I have not been fortunate enough to get a hold of some guentheri in the US. I'm currently working with U. phantasticus, U. sikorae, U. ebanui, U. lineatus, and U. pietschmanni.


----------



## jamesthornton (Jan 7, 2010)

zBrinks said:


> It looks really good! One suggestion - maybe include some pieces of cork/bamboo that are open at the end - U. guentheri seem to like to hide under bark, in tree holes, etc in the wild.
> You *may* have issues keeping the moss and the geckos happy - U. guentheri come from a much less tropical part of Madagascar than the rest of the genus.
> They also have a tendency to fall and hit the ground running when startled, so be careful!
> I have not been fortunate enough to get a hold of some guentheri in the US. I'm currently working with U. phantasticus, U. sikorae, U. ebanui, U. lineatus, and U. pietschmanni.


Hi,

The large stump in the corner is nearly hollowed out and has a nice hide in the back. In regards to the moss and the geckos, do you mean the temperature?
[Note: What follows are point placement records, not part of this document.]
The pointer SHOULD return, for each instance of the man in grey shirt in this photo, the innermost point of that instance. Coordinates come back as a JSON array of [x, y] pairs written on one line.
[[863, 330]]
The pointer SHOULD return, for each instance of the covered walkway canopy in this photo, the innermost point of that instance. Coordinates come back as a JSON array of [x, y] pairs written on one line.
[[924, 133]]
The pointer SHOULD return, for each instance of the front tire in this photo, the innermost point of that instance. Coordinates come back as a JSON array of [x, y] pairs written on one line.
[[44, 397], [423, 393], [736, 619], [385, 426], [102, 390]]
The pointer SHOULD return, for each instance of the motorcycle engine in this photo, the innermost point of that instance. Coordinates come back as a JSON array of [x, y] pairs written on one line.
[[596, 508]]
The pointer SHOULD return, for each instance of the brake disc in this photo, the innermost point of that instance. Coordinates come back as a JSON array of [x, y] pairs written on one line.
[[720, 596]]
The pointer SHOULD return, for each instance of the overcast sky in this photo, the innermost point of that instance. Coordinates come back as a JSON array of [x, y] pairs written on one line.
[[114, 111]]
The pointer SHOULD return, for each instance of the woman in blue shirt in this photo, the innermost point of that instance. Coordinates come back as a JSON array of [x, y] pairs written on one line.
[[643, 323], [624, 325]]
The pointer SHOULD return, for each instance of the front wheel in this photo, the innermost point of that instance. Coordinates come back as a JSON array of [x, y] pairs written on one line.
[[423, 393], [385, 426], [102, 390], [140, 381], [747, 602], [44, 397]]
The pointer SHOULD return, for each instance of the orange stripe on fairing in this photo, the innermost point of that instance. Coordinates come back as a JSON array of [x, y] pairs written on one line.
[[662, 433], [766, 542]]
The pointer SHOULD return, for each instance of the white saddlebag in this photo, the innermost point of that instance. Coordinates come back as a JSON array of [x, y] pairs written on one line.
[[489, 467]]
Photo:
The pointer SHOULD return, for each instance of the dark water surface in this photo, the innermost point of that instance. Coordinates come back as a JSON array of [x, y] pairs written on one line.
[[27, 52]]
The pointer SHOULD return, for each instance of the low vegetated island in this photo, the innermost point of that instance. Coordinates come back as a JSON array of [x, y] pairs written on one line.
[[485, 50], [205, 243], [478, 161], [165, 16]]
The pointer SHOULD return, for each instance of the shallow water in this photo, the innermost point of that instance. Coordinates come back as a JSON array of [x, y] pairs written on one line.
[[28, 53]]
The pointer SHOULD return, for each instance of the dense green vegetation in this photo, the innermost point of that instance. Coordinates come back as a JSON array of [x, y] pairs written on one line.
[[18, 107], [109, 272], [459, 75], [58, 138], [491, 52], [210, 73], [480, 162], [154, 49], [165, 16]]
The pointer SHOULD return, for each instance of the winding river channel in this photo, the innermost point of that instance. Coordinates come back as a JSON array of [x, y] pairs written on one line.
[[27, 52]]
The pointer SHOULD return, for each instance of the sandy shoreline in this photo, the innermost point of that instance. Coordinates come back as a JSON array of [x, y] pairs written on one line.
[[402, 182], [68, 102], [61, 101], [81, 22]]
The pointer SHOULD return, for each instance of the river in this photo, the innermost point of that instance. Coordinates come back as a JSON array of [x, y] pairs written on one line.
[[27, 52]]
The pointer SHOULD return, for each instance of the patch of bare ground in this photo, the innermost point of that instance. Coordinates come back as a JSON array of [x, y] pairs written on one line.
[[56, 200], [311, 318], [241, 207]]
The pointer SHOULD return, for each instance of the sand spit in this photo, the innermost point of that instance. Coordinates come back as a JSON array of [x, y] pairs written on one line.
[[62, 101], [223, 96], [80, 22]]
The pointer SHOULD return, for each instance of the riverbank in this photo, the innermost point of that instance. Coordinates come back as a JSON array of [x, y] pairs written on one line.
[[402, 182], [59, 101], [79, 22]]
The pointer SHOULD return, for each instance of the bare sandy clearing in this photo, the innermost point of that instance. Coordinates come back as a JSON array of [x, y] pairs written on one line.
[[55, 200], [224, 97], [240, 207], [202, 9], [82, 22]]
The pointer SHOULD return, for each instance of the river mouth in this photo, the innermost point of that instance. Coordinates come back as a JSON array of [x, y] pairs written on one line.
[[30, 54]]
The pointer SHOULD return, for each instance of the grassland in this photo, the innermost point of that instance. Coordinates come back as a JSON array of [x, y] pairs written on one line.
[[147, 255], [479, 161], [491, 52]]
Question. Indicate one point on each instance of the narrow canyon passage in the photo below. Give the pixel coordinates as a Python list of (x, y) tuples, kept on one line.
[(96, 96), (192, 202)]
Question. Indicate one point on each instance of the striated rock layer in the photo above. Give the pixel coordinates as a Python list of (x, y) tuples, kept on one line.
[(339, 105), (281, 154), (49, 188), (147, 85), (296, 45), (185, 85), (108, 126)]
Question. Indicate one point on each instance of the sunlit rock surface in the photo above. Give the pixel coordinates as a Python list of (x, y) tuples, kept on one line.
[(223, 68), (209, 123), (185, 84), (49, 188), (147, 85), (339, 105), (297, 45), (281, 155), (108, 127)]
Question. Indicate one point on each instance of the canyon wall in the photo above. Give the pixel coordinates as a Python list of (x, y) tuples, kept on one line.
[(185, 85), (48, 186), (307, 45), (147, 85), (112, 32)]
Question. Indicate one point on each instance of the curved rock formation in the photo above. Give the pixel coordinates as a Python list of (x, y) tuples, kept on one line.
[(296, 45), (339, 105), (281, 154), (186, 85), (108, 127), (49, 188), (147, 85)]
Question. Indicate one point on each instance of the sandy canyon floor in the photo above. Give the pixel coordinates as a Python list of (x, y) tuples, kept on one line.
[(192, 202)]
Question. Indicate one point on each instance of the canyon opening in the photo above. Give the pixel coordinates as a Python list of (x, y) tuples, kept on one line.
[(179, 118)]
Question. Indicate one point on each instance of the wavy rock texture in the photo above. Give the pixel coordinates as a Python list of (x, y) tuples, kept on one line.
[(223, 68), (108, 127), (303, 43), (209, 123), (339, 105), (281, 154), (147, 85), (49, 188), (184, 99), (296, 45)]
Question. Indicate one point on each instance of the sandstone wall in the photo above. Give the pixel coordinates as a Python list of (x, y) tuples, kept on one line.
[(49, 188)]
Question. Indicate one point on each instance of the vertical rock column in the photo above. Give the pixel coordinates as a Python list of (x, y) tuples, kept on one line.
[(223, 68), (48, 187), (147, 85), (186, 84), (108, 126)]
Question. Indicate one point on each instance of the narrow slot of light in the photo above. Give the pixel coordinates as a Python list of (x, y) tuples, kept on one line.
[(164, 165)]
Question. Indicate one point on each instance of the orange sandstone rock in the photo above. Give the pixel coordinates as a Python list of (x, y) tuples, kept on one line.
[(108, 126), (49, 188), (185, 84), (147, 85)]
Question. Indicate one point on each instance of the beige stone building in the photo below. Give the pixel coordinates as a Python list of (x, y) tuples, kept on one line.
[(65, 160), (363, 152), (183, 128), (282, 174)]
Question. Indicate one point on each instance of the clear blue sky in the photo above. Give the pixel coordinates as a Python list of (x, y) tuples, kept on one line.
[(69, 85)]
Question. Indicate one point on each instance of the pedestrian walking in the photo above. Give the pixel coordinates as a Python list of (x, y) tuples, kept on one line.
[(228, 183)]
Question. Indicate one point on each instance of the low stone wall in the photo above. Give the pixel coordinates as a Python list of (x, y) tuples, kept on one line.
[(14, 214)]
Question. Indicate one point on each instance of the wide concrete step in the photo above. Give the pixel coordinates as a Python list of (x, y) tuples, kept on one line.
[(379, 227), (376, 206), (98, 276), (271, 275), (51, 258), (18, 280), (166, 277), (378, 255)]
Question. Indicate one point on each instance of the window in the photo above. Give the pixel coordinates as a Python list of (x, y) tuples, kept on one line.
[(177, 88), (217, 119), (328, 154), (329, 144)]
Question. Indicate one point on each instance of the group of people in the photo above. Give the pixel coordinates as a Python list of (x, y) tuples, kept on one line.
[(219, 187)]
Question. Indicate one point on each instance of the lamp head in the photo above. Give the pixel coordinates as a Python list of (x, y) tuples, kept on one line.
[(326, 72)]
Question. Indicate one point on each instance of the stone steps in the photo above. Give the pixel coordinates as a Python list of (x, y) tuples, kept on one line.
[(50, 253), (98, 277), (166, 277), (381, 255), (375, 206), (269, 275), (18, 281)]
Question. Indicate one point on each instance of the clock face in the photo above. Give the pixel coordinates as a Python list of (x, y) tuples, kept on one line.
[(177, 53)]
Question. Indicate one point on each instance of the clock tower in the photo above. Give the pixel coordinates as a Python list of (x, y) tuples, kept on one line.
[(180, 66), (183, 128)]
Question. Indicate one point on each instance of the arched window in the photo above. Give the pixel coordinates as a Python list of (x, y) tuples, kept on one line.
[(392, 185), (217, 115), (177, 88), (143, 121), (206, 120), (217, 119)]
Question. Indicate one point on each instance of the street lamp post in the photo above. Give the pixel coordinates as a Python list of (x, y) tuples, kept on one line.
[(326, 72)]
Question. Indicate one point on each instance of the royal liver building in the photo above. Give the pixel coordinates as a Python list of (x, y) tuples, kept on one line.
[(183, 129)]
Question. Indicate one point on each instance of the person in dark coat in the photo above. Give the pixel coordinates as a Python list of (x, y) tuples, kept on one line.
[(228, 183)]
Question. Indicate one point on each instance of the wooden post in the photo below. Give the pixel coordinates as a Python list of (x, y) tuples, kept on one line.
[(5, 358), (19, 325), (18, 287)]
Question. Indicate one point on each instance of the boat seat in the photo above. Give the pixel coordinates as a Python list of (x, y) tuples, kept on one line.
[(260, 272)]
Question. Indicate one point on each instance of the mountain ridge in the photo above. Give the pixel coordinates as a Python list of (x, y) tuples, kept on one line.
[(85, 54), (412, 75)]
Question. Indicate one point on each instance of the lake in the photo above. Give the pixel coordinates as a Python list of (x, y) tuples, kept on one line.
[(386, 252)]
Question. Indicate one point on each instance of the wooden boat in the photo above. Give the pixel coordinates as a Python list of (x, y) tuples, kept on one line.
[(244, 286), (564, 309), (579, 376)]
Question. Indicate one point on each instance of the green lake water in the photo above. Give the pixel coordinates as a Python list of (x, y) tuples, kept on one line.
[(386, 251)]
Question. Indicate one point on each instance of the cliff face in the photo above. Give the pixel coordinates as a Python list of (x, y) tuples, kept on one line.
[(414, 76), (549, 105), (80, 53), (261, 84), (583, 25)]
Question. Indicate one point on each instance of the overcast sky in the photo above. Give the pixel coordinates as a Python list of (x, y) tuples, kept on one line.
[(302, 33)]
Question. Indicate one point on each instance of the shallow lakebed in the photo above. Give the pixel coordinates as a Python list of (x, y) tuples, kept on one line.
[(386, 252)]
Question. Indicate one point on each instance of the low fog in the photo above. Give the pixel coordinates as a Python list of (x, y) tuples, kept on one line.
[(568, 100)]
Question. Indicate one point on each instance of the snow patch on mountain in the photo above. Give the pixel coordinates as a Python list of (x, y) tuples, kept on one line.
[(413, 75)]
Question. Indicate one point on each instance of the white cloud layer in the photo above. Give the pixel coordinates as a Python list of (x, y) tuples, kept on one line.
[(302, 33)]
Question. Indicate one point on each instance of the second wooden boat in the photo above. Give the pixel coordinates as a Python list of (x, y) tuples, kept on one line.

The moss is actually local, got it from a woods near me, that I can guarantee has no pesticides or anything used on it. Hopefully it should do a bit better than some of the more tropical stuff.

Thanks guys


----------



## zBrinks (Jul 16, 2006)

As far as the moss, its more of moisture issue. If you dump water directly on it a couple times a week, it may do well for awhile. Temperate mosses also typically need a dormant period for a while to continue to grow, so it may do well for a year or so, then crash.

Good luck!


----------



## Eric Walker (Aug 22, 2009)

chad- what uro sp. is that tank for


----------



## vegas chad (Jul 21, 2008)

At the moment I have a Juvi Fimb in it. It should last him for a while however when I get some mossy’s I may put a pair or trio in it. A maddy shipment came in yesterday with some so I am going back on forth to get some of those or not... I am getting another trio of fimb for sure tho. /end hijack.


----------



## jamesthornton (Jan 7, 2010)

#1









#2









They're so so small, gonna have to keep them in a Faunarium for a while yet!


----------



## R1ch13 (Apr 16, 2008)

Lovely 

Did you have a good time at HAMM?

Think ima be going in September for sure if I can figure out the fastest and cheapest route without taking a plane 

Richie


----------



## jamesthornton (Jan 7, 2010)

R1ch13 said:


> Lovely
> 
> Did you have a good time at HAMM?
> 
> ...


Didn't go mate, got someone to pick up for me. I was afraid I'd spend more than I have if I went ehehe


----------



## wimvanvelzen (Nov 1, 2008)

Great looking chaps!


----------